Badannya cukup besar tapi tidak tinggi dan kekar bahkan cenderung gemuk. Kulitnya sedikit kusam mungkin dia seorang pekerja keras di luar ruangan. Pandangan matanya sedikit liar dan hal inilah yang membuat saya sedikit hati-hati menebak profesinya.
"Untuk apa sebenarnya kamu ingin bisa menghilang atau tak bisa dilihat orang?"
"Sekedar ingin tahu saja Mbah...," katanya sambil sebatang mengambil rokokku tanpa kutawari. Aku mulai membaca gelagat kurang baik dari dirinya.
"Aku punya mantranya dan kau bisa menghapalnya tapi kau harus punya jimat supaya mantra itu sakti."
"Apa itu Mbah?" Jawabnya spontan sambil meniupkan asap rokok ke arah wajahku tanpa rasa tak bersalah.
"Ambil sesobek kain kafan dari sebuah kuburan."
"Kuburan siapa Mbah?"
"Terserah kamu. Tapi kalau kamu ingin menggali cepat cari kuburan yang tidak dalam biasanya di daerah pesisir seperti Pasuruan, Probolinggo, Tuban, dan Gresik. Tapi kalau mau aman cari saja kuburan di pelosok pedesaan," jelasku yang didengar dengan seksama.

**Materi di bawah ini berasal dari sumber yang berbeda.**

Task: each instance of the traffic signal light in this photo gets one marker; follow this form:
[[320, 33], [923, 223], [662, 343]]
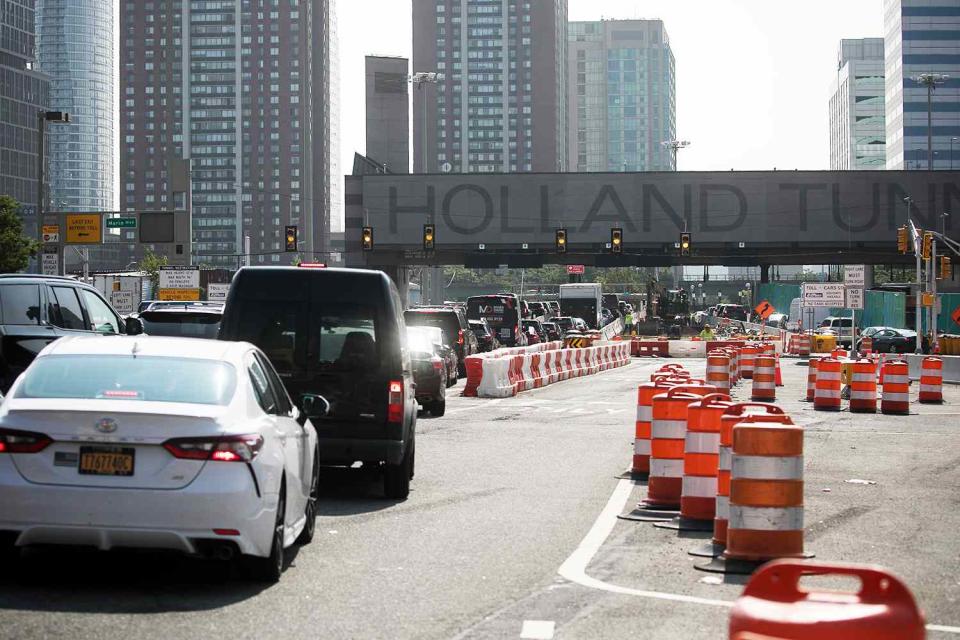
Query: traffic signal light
[[903, 240], [429, 237], [616, 240]]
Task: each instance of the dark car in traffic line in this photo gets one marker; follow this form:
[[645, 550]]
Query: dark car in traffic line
[[337, 333], [36, 310], [453, 322]]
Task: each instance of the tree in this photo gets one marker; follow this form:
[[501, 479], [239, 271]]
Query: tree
[[16, 249]]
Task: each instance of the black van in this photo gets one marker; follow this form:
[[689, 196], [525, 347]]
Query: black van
[[338, 333]]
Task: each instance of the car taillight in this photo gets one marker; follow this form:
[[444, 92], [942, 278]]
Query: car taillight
[[222, 449], [395, 402], [22, 441]]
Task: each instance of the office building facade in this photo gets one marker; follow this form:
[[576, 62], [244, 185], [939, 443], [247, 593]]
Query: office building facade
[[388, 112], [922, 37], [24, 91], [621, 96], [500, 105], [231, 97], [857, 107]]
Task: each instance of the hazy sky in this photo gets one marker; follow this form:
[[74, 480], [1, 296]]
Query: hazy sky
[[753, 76]]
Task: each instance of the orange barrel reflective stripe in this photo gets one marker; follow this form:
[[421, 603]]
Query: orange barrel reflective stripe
[[744, 411], [747, 356], [827, 393], [931, 381], [863, 386], [766, 492], [718, 370], [701, 456], [765, 378], [641, 441], [668, 430], [811, 378], [896, 388]]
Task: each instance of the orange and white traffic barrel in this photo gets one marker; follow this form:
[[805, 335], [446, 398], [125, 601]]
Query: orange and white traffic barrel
[[931, 381], [863, 386], [765, 378], [766, 493], [732, 415], [718, 370], [747, 357], [896, 388], [829, 377]]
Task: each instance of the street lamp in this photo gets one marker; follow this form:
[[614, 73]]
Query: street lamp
[[419, 79], [675, 145], [930, 81]]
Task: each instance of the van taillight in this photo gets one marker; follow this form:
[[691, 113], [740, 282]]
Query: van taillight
[[395, 402]]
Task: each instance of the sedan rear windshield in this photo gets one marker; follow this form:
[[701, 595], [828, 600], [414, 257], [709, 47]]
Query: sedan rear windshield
[[150, 379], [181, 325]]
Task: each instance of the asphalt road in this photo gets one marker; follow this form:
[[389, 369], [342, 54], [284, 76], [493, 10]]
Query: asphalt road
[[505, 494]]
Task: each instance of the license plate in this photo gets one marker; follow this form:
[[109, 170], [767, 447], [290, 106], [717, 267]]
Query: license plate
[[106, 461]]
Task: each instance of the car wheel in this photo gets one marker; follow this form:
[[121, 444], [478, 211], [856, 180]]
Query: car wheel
[[270, 569], [396, 477], [310, 527]]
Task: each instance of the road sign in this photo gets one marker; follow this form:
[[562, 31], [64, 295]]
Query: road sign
[[765, 310], [122, 301], [51, 233], [179, 295], [180, 278], [121, 223], [824, 294], [217, 292], [854, 297], [50, 264], [854, 275], [84, 228]]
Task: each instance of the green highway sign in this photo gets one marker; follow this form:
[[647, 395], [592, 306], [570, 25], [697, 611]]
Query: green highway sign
[[121, 223]]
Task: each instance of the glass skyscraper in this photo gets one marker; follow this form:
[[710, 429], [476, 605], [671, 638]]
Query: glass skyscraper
[[857, 108], [621, 96], [922, 37], [76, 39], [500, 106]]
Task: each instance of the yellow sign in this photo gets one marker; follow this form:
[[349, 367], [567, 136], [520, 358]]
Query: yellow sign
[[83, 228], [179, 295]]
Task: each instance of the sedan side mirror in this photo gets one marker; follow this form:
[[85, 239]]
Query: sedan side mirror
[[314, 406], [133, 326]]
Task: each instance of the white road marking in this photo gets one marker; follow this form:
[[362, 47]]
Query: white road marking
[[537, 629], [574, 568]]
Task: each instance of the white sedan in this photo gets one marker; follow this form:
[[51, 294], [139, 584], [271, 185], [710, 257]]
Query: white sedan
[[158, 443]]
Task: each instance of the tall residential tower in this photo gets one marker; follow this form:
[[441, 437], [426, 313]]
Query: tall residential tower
[[500, 105], [857, 109], [621, 96]]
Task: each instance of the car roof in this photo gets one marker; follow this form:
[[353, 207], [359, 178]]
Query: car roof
[[148, 346]]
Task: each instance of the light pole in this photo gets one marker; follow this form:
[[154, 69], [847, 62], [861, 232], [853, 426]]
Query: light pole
[[675, 145], [43, 117], [930, 81]]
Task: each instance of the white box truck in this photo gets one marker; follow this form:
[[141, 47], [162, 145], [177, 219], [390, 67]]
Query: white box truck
[[582, 301]]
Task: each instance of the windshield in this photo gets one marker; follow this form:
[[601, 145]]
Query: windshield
[[180, 325], [146, 378]]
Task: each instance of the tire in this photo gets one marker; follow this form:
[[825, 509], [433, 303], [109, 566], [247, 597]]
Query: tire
[[310, 527], [396, 477], [270, 569]]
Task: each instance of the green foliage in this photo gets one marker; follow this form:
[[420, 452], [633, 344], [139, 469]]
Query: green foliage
[[16, 249]]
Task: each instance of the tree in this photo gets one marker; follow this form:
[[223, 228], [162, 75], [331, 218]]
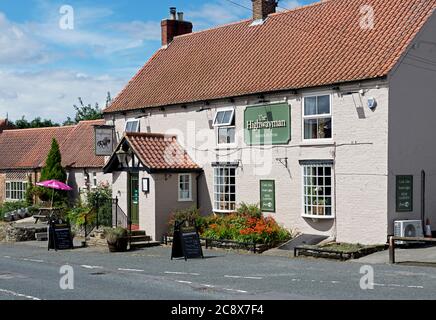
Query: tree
[[86, 112], [35, 123], [53, 170]]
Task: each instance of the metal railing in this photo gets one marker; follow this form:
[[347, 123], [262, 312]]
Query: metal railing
[[119, 217]]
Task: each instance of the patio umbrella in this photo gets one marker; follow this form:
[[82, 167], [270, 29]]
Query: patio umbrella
[[55, 185]]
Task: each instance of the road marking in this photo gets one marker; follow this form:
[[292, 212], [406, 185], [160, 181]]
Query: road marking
[[234, 290], [182, 273], [241, 277], [33, 260], [130, 270], [16, 294], [91, 267]]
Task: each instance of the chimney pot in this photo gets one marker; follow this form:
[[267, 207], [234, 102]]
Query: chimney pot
[[263, 8], [174, 26], [173, 11]]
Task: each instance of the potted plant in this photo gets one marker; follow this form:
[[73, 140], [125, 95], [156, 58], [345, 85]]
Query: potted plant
[[117, 239]]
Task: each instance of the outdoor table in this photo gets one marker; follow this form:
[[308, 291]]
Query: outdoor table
[[45, 213]]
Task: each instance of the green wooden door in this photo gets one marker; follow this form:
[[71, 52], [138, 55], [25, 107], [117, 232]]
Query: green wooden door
[[134, 197]]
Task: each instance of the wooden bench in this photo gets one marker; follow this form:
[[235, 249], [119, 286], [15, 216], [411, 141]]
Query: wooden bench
[[392, 245], [44, 213], [339, 254]]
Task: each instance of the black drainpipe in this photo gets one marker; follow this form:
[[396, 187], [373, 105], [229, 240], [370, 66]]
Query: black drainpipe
[[198, 189], [423, 180]]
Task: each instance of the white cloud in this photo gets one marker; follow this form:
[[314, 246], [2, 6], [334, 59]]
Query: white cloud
[[17, 45], [51, 94], [140, 30], [219, 13]]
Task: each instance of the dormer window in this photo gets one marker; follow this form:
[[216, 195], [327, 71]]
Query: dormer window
[[132, 125], [224, 123]]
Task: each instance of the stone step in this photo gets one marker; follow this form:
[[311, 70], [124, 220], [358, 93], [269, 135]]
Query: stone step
[[141, 238], [42, 236], [138, 233], [145, 244]]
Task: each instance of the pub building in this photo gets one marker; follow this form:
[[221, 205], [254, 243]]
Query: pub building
[[322, 114]]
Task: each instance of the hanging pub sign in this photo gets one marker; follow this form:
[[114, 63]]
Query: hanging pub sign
[[404, 193], [267, 124], [268, 196], [186, 241], [59, 236], [104, 140]]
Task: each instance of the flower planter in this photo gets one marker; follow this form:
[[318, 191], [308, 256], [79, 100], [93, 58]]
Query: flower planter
[[119, 246]]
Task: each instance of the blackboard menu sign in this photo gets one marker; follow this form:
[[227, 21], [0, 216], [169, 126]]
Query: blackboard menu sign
[[268, 196], [60, 237], [404, 193], [186, 242]]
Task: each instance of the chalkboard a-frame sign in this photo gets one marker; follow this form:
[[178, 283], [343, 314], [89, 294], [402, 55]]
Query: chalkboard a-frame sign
[[186, 242], [59, 236]]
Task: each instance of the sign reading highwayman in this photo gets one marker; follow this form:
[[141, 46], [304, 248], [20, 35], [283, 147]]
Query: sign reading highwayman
[[104, 140], [267, 196], [404, 193], [267, 124]]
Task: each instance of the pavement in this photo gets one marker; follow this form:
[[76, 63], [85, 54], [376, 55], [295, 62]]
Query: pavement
[[29, 272], [412, 256]]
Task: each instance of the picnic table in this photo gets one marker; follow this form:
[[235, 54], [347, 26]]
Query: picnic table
[[45, 213]]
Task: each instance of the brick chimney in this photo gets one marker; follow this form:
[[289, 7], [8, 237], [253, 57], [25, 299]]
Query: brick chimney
[[263, 8], [174, 26]]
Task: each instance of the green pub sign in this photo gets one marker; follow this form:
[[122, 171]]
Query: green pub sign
[[404, 193], [267, 124], [268, 196]]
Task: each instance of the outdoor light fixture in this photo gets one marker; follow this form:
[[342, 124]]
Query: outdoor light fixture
[[146, 185]]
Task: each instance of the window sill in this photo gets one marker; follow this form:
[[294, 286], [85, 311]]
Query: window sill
[[224, 147], [323, 142], [224, 211], [306, 216]]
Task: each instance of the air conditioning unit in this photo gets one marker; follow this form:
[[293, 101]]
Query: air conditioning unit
[[408, 229]]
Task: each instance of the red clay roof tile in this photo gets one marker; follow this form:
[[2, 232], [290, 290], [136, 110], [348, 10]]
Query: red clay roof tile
[[158, 151], [28, 148], [315, 45]]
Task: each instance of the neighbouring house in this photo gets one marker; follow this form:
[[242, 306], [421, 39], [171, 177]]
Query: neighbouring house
[[322, 114], [24, 152]]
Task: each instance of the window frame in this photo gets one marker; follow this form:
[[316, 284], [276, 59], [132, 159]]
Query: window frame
[[179, 182], [217, 193], [316, 116], [228, 124], [332, 196], [138, 121], [23, 190]]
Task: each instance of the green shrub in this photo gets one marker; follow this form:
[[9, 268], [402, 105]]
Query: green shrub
[[100, 199], [192, 214], [251, 210], [11, 206]]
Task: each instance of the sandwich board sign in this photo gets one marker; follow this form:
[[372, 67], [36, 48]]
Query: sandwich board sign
[[186, 242], [59, 236]]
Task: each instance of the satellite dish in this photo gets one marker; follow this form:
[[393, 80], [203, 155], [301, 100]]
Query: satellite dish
[[372, 103]]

"Siyaaaap Mbah!" Jawabnya sambil menyeruput kopi tanpa unggah-ungguh lalu bangkit berdiri dan salim padaku dan mohon pamit pulang. Padahal masih ada lagi yang harus kuterangkan padanya.
0 0 0 0 0
Panasnya cuaca pegunungan kapur daerah selatan Malang membuat suasana gerah siang ini. Sehingga aku hanya bisa leyeh-leyeh di lincak di bawah rerimbunan rumpun bambu yang terus meniupkan alunan irama lembut gesekan batang bambu yang tertiup angin dari arah pantai.